I find it hard to image how anyone could seriously think that this image would in any way offend against the Brazilian law relating to children and adolescents, which apparently protects them from displays that are inhuman, violent, terrifying, vexing or embarrassing. Young children would walk by unconcerned, while it is hard to see it causing more than a shrug with teenagers exposed to everything the Brazilian media deem fit to publish. This was certainly not – as one bloggers suggests – an erotic image.

You can read more details on the story – and the responses to it by various bloggers – on ‘Global Voices‘ which also has more pictures from the show.

Luiz Garrido‘s show was at ECCO when I was in Brasilia, and looking at the whole show as an outsider, this picture actually struck me as the least interesting of his images on display. The kind of image that gets chosen not because of the photograph but simply because of the discordant views about LGBT rights that it embodies. I’m very much against censorship, but would personally as a curator not have chosen to show this picture.

But there is no doubt that Garrido is an interesting portraitist. I visited his show at ECCO after hours, following a very satisfying rump steak at ‘Oliver’, the contemporary restaurant that is a part of the gallery complex, together with my companions for the evening, Robson and Chris, and I think we were all impressed by his portrait of President Lula, swathed in cigar smoke (and more than a hint of the revolutionary Cubans.)

Lula, (C) Luiz Garrido

Next to him was another fine portrait, of Lucio Costa (1902-98), whose master plan created Brasilia, and next to that, the architect who designed its famous buildings,
Oscar Niemeyer, 100 on Dec 15, and still working.

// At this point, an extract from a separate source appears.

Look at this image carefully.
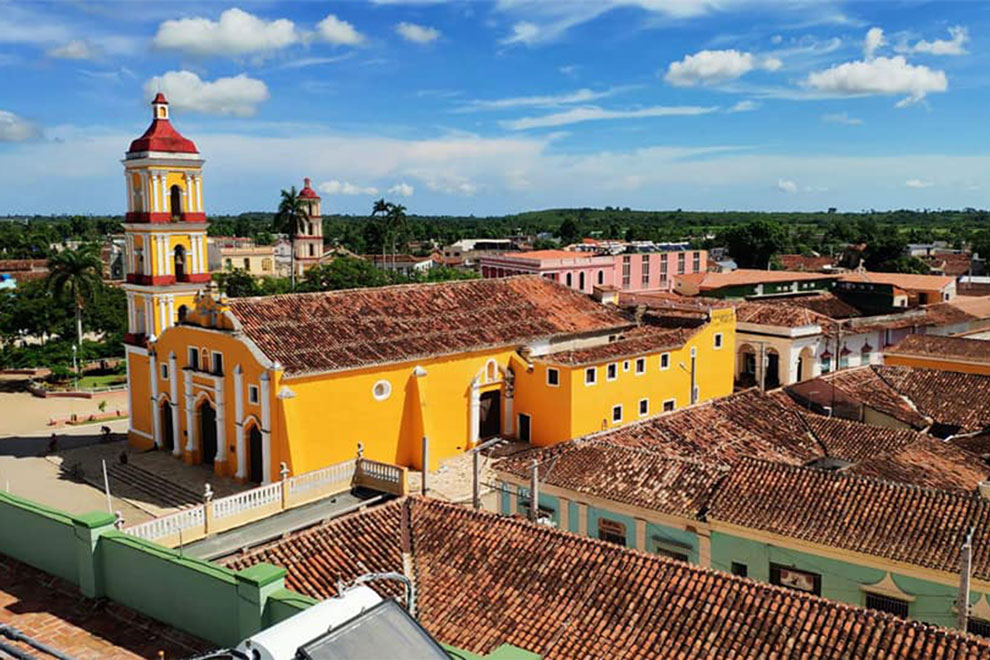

Costa, taken in a study after my own heart, the shelves behind him separated by bricks, slumps to one side, one eye bright and alert, the other side of his face resigned, reflective.

Lucio Costa, (C) Luiz Garrido

Oscar Niemeyer, (C) Luiz Garrido

Niemeyer is placed centrally in the frame, but cropped along the line of his upper lip, taken in front of a white board with some lines and writing, dominated by the two words “mundo injusto” (unjust world.) It is a powerful image, and one that concentrates on the eyes and intellect of the sitter, his balding dome against the world, as well as reflecting the architect’s own use of geometry and curved shapes – as for example in the National Museum at Brasilia.